So eine Gedenkstättenfahrt kann wirklich eindrücklich und auch erdrückend sein. Sie führt das Grauen und den Schrecken des deutschen Naziterros bildhaft vor Augen und zeigt gleichzeitig auf, wie wenig man trotzdem weiß von dem unfassbaren Leid. Es illustriert alles, was im Geschichtsunterricht über den deutschen Nationalsozialismus gelernt wurde. Und da liegt eben schon ein Knackpunkt. Gedenkstättenfahrten können wichitge Eindrücke liefern, ohne eine gute pädagogische Einbindung ist das aber langfristig wenig wirksam. Und wenn man mit Museumspädgagog*innen in den Gedenkstätten spricht, dann fehlt eben viel zu oft genau das. 

Gleichzeitig immunisieren Gedenkstättenbesuche eben auch nicht automatisch und für sich gesehen gegen Menschenfeindlichkeit und Autoritarismus. Gegen Antisemitismus, gegen Queerfeindlichkeit, gegen Rassismus. 

Wenn wir uns erinnern, waren Gedenkstättenbesuche in der ehemaligen DDR Pflichtveranstaltungen, alle heute über 45jährigen hier haben sie erlebt. Und eine Immunität gegen menschenfeindliche Einstellungen kann man hier nun wirklich nicht statuieren. Mit Blick auf die Leipziger Autoritarismusstudie eher zunehmend das Gegenteil.

Und dennoch bleibt die Auseinandersetzung, auch über den Unterricht hinaus, mit der Zeit des Nationalsozialismus wichtiger und nötiger Bestandteil der Bildung, auch über das Schulalter hinaus. Aber vielleicht hilft da tatsächliche Reflexion – auch und gerade mit Blick auf die alltägliche Gegenwart – mehr, als Rituale.

Auch wir Bündnisgrünen wollen, dass der Besuch von außerschulischen Lernorten, die sich mit den Schrecken des Nationalsozialismus auseinandersetzen, in den Rahmenlehrplänen verankert wird. Aber das können und sollen zum Beispiel auch Gedenkorte vor Ort sein, die in die Erinnerungskultur einbezogen werden können. Es muss nicht immer die Fahrt zum KZ Bergen Belsen sein. Das Mahnmal Magda in Magdeburg, Langenstein in Halberstadt, die Gedenkstätte für Opfer der NS-Euthanasie Bernburg, die Synagoge Gröbzig, das Denkmal für die Opfer des Faschismus in Dessau-Roßlau oder auch die Stolpersteine in der eigenen Gemeinde. An ihnen allen kann, mitunter sehr konkret und sehr dicht am eigenen Leben, verdeutlicht werden, wie sehr der Naziterror überall in Deutschland verbreitet war und stattfand und sich nicht auf die KZs beschränkte.  

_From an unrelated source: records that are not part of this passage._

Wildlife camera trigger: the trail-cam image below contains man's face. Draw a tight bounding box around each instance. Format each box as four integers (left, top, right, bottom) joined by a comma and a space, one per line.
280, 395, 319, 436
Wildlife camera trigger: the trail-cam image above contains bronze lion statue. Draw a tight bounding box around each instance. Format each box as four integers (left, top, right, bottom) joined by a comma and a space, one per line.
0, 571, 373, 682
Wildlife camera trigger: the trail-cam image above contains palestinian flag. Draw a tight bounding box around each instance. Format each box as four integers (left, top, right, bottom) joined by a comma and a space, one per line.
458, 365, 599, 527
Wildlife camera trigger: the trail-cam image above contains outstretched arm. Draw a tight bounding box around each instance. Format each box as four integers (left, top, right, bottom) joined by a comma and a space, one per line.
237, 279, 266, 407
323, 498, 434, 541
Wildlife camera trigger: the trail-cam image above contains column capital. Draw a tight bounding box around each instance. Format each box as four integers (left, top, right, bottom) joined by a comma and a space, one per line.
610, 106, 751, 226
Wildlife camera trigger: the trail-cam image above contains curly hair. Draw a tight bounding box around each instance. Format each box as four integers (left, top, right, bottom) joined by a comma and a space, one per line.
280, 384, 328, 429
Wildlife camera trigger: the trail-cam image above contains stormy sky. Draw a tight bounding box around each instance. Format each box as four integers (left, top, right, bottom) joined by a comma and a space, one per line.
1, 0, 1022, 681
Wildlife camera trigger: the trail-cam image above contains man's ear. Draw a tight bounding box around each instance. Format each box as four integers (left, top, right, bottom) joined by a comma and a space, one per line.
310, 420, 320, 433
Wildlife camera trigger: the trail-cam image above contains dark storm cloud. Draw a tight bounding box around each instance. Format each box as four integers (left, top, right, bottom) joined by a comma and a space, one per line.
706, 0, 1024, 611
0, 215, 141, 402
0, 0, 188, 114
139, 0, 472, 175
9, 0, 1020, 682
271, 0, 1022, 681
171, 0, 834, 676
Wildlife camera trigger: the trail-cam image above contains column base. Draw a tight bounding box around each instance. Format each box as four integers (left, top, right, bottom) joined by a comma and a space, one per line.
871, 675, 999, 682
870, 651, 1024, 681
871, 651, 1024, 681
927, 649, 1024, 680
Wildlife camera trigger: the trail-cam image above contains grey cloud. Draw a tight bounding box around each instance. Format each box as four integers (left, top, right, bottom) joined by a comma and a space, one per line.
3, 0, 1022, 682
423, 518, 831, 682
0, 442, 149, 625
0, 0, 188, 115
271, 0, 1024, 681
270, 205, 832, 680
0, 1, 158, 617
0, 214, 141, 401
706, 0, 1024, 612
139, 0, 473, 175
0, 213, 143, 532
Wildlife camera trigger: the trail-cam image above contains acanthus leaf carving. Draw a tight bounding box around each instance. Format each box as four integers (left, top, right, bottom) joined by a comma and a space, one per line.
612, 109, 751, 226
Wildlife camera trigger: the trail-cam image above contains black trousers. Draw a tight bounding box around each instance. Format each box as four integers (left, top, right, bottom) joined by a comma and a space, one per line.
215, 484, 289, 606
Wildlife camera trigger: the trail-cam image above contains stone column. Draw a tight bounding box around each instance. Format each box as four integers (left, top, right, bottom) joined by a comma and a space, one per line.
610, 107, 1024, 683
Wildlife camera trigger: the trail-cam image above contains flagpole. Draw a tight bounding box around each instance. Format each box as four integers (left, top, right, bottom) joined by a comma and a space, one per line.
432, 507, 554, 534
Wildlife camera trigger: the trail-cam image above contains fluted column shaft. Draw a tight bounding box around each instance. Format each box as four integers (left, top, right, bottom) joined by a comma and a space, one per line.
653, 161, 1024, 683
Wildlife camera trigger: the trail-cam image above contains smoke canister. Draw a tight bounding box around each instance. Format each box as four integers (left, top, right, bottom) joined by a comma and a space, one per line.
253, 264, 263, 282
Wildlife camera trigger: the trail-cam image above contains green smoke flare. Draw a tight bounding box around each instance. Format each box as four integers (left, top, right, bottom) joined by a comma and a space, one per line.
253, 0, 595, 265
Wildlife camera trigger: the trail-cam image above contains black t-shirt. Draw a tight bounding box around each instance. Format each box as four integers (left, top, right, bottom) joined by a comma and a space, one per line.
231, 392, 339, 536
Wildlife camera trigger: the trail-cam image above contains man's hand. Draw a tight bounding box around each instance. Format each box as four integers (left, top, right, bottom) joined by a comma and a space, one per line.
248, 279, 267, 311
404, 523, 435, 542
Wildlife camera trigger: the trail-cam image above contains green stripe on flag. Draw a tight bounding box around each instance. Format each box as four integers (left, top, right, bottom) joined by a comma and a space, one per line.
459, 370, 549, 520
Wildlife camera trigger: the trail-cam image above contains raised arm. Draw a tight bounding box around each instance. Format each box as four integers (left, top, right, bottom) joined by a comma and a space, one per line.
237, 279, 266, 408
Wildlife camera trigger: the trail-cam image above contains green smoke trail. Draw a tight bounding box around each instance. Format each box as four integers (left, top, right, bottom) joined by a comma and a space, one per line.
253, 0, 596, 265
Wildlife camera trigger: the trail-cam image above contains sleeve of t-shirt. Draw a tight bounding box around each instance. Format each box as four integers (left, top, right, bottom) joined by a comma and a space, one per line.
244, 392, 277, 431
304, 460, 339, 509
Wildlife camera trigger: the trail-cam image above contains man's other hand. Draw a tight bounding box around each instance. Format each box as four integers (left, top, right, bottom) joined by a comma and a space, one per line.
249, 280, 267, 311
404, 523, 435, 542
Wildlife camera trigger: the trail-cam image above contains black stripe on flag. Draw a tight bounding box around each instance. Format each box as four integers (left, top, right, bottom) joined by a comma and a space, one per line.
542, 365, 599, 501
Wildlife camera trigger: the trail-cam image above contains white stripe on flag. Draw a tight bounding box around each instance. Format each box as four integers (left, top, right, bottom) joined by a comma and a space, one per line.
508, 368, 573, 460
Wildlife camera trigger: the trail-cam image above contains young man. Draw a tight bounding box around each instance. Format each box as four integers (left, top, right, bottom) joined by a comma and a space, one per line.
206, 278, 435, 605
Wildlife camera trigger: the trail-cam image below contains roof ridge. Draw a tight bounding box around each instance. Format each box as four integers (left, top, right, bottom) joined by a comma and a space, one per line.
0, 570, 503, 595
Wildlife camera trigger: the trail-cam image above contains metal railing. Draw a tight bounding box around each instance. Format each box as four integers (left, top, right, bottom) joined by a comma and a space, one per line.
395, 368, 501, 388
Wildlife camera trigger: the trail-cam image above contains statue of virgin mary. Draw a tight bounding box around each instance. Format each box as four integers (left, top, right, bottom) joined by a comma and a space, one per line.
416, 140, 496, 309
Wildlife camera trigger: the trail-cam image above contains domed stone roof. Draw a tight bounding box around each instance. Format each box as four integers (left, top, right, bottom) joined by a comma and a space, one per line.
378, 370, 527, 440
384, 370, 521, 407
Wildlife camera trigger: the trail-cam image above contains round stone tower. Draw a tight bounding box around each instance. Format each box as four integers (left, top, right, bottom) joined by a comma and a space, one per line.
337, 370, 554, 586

Und in der Refelxion auf den eigenen Alltag wäre es dann vielleicht auch viel selbstverständlicher, weil die Notwendigkeit durch das Erkennen von Parallelen viel deutlicher, rechtsextremistische Vorfälle an Schulen zu melden und damit umzugehen. Und vielleicht hilft es auch Lehrkräften, im Umgang mit dem aktuell real existierenden Rechtsextremismus, wenn sich die Auseinandersetzung damit eben nicht nur auf ritualisierte Besuche konzentriert.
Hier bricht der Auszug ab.